Le 29 novembre 2011, Mme [H], dans un courrier adressé à OBS a alors contesté le texte de l'accord transactionnel par elle signé le même jour, faisant valoir 'je suis à ce jour effectivement transférée et participe dès à présent au transfert de compétences. Je suis amenée à signer ce protocole d'accord transactionnel dans un contexte de transfert et d'urgence à la fois pour des raisons d'ordre personnel et face à l'incertitude de la pérennité de mon contrat de travail et des conditions d'exécution de celui-ci qui peuvent être modifiées, je n'ai pas d'autre choix ni alternative et suis donc contrainte de le signer. Ces mêmes craintes m'ont amenée à postuler par lettre recommandée pour l'ouverture du site EDF-Blaye, lettres qui sont à ce jour restées sans réponse.'

La société OBS a répondu à Mme [H] par un courrier du 21 décembre 2011 lui indiquant qu'en son temps sa candidature au poste de responsable d'unité pour le contrat EDF-Blaye, à compter du 2 janvier 2012, avait bien été notée et que depuis le 28 novembre 2011, son contrat de travail avait été transféré à la société Jouve par l'effet de la loi et que dès lors il ne pouvait être donné suite à sa candidature.

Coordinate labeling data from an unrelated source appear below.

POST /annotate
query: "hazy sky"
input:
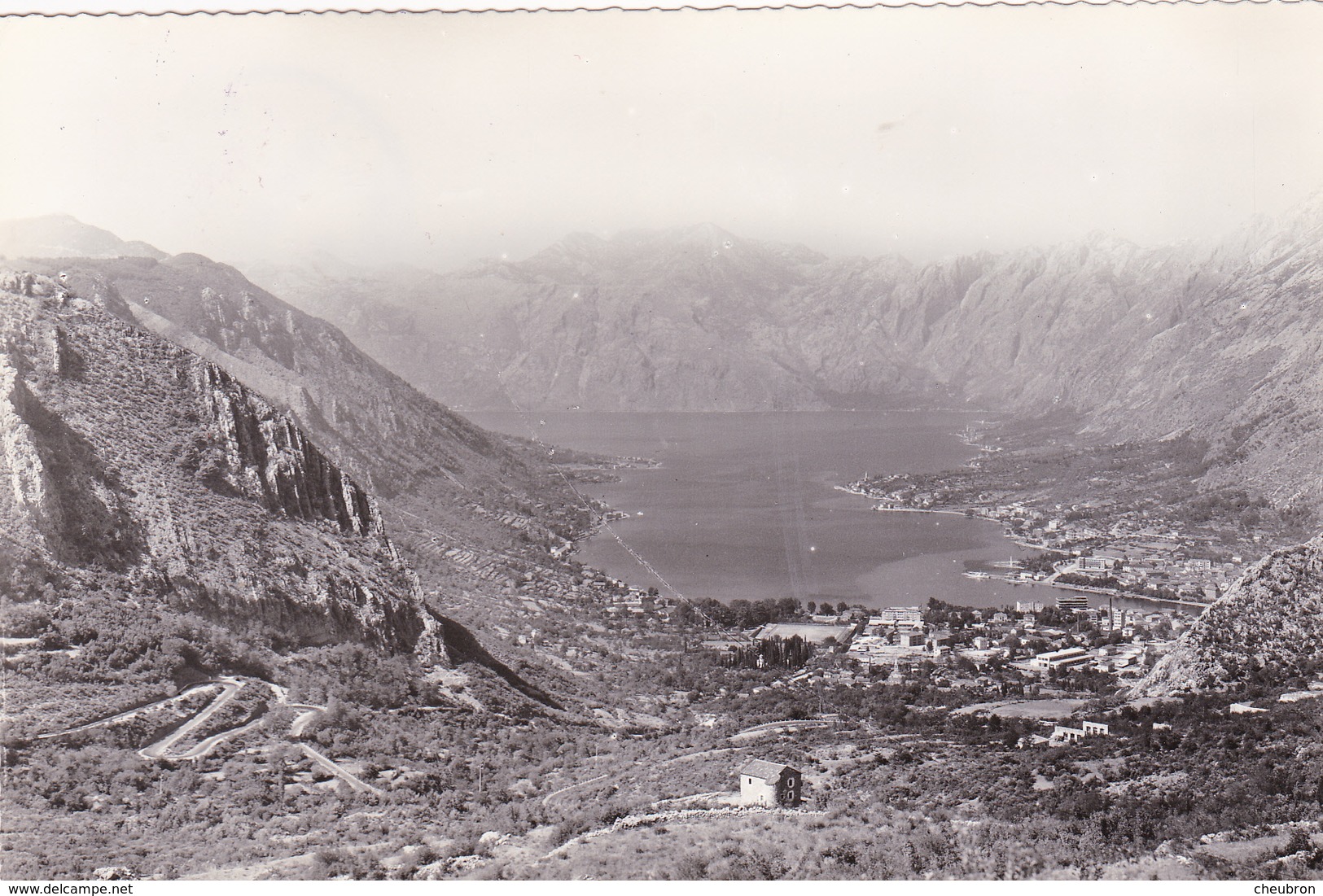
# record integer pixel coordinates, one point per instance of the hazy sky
(438, 139)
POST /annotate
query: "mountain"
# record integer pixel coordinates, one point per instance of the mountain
(139, 465)
(1269, 627)
(440, 480)
(61, 235)
(1219, 341)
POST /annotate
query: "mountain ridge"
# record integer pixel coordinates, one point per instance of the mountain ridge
(1215, 339)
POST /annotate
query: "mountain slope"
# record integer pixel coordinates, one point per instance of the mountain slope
(1268, 627)
(1217, 341)
(440, 479)
(137, 463)
(61, 235)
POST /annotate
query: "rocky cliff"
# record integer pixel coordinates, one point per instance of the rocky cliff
(1268, 628)
(134, 464)
(438, 478)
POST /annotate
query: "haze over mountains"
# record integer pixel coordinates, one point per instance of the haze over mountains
(1219, 340)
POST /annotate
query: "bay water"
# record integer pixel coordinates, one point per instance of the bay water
(745, 505)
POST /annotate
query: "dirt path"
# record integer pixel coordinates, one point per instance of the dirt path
(162, 747)
(778, 727)
(699, 755)
(130, 714)
(339, 771)
(673, 815)
(550, 796)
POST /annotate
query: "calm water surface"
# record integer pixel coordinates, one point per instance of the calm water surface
(744, 505)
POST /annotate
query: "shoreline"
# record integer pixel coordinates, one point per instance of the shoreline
(973, 514)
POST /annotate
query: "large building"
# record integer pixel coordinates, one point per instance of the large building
(1062, 658)
(770, 784)
(1073, 601)
(899, 616)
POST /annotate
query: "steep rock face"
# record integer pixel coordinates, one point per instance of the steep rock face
(1269, 624)
(436, 474)
(262, 455)
(134, 461)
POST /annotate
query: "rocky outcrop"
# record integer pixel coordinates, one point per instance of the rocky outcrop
(1268, 627)
(25, 497)
(155, 472)
(264, 455)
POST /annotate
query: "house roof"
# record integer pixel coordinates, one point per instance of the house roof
(764, 769)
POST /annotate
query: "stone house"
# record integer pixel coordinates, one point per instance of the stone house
(770, 784)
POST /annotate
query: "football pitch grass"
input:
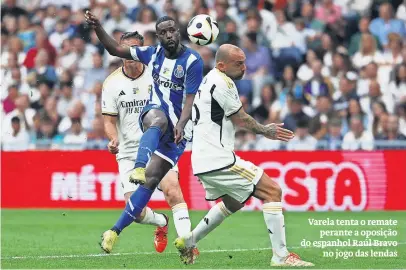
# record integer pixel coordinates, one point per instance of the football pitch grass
(69, 239)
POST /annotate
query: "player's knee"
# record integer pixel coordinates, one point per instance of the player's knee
(173, 195)
(152, 178)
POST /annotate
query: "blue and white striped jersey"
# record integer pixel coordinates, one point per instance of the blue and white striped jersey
(173, 78)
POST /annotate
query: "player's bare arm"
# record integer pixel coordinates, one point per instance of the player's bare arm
(111, 45)
(184, 117)
(271, 131)
(110, 128)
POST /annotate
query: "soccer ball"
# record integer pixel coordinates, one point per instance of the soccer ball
(202, 29)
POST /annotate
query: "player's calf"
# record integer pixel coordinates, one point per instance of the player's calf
(270, 193)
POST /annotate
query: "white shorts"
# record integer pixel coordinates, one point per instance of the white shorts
(237, 181)
(125, 167)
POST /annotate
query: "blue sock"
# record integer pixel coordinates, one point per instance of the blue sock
(148, 144)
(133, 209)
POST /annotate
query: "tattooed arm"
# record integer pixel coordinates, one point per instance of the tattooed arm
(271, 131)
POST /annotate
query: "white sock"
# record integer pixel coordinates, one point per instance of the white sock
(153, 218)
(181, 219)
(214, 218)
(275, 222)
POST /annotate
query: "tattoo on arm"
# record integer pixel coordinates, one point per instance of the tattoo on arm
(249, 123)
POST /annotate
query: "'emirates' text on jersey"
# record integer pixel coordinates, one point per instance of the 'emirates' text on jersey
(213, 132)
(125, 98)
(173, 78)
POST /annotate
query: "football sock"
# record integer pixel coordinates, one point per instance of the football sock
(133, 208)
(181, 219)
(214, 218)
(148, 144)
(153, 218)
(275, 222)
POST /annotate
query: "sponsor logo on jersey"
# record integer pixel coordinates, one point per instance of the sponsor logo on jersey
(167, 83)
(134, 106)
(179, 72)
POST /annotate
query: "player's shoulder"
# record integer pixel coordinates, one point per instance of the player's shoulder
(113, 77)
(192, 56)
(220, 79)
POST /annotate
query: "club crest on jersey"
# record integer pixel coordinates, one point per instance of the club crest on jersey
(166, 71)
(179, 72)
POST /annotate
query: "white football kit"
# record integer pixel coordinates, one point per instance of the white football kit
(125, 98)
(213, 159)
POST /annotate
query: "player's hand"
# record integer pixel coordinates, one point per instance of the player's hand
(91, 19)
(277, 132)
(178, 131)
(113, 146)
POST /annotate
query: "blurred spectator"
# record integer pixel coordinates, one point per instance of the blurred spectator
(328, 12)
(358, 138)
(146, 20)
(96, 74)
(302, 141)
(393, 132)
(42, 68)
(76, 137)
(10, 8)
(16, 140)
(9, 101)
(41, 42)
(23, 111)
(324, 113)
(45, 88)
(397, 86)
(354, 109)
(333, 139)
(386, 24)
(375, 94)
(368, 52)
(117, 20)
(317, 85)
(355, 41)
(150, 38)
(295, 114)
(346, 91)
(25, 32)
(222, 19)
(258, 64)
(262, 112)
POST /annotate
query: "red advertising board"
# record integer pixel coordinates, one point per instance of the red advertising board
(319, 181)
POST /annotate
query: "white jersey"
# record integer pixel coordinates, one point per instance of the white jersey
(213, 133)
(125, 98)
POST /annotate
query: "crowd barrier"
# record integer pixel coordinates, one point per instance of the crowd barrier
(311, 181)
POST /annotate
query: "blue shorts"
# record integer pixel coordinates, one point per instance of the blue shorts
(167, 148)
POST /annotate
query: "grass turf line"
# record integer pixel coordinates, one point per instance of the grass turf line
(240, 242)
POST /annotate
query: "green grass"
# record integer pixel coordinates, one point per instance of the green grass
(240, 242)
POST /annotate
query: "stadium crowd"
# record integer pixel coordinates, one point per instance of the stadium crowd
(333, 71)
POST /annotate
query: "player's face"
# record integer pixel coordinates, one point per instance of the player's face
(130, 42)
(235, 67)
(168, 35)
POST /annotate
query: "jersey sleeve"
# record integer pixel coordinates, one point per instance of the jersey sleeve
(227, 97)
(142, 54)
(109, 101)
(194, 76)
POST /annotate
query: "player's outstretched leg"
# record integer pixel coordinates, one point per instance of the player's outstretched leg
(155, 124)
(156, 171)
(212, 220)
(270, 193)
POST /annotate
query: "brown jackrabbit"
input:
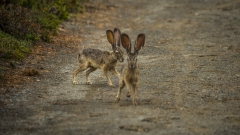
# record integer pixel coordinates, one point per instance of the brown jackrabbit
(130, 72)
(105, 60)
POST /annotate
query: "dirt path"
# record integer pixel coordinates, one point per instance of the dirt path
(190, 75)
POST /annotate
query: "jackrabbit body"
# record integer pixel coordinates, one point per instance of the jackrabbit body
(105, 60)
(130, 72)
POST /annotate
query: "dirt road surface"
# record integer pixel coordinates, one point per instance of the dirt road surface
(190, 73)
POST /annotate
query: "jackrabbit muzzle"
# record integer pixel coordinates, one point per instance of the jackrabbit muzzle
(93, 59)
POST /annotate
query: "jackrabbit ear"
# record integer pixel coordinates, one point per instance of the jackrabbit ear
(140, 42)
(117, 36)
(126, 42)
(110, 37)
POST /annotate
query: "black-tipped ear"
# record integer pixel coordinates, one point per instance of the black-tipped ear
(126, 42)
(117, 36)
(140, 42)
(110, 37)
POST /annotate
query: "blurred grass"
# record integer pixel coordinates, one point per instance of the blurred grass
(23, 22)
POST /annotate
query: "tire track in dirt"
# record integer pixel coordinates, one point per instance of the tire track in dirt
(189, 74)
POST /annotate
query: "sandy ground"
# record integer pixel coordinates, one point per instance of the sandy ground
(190, 73)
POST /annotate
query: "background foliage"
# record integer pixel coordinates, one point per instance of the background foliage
(23, 22)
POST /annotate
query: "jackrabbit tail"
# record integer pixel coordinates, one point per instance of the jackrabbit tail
(130, 72)
(105, 60)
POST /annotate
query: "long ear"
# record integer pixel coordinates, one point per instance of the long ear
(126, 42)
(117, 36)
(140, 42)
(110, 37)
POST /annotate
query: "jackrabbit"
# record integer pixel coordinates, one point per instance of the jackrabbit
(130, 72)
(105, 60)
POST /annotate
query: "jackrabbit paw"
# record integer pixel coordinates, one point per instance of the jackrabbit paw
(128, 94)
(117, 99)
(111, 85)
(75, 82)
(88, 83)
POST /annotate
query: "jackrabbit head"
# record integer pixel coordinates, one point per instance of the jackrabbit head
(132, 53)
(114, 39)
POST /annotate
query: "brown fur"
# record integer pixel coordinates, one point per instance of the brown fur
(92, 59)
(130, 72)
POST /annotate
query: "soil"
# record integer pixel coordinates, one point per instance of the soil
(190, 73)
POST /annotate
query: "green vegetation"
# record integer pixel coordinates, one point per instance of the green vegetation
(24, 22)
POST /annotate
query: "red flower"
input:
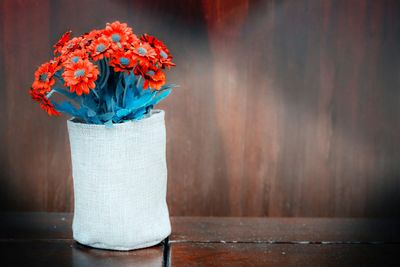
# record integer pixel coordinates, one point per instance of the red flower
(120, 35)
(163, 55)
(144, 55)
(123, 61)
(72, 45)
(60, 44)
(154, 79)
(44, 76)
(45, 103)
(80, 76)
(100, 48)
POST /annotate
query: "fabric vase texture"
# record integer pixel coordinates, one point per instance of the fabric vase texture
(120, 183)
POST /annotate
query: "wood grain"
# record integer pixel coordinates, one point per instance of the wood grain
(211, 254)
(45, 239)
(69, 253)
(286, 108)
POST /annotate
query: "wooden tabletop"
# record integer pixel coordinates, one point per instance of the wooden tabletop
(45, 239)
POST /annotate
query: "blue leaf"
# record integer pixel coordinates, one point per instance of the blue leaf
(119, 92)
(168, 86)
(67, 107)
(68, 94)
(142, 101)
(123, 112)
(108, 124)
(91, 113)
(106, 116)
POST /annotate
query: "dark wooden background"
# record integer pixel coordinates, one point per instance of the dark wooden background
(286, 107)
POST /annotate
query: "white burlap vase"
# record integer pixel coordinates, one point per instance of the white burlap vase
(120, 183)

En ce qui concerne le protocole proposé, la société OBS observait que Mme [H] l'avait accepté sans la moindre contrainte.

Des échanges de courriers ont continué à avoir lieu entre Mme [H] et son ancien employeur jusqu'au 28 février 2012, au vu des pièces produites.

À cette date, la SA OBS a notamment confirmé à Mme [H] que les conditions d'applicabilité de l'article L 1224-1 du code du travail, relatives au transfert des contrats de travail à la Sa Jouve, étaient totalement remplies.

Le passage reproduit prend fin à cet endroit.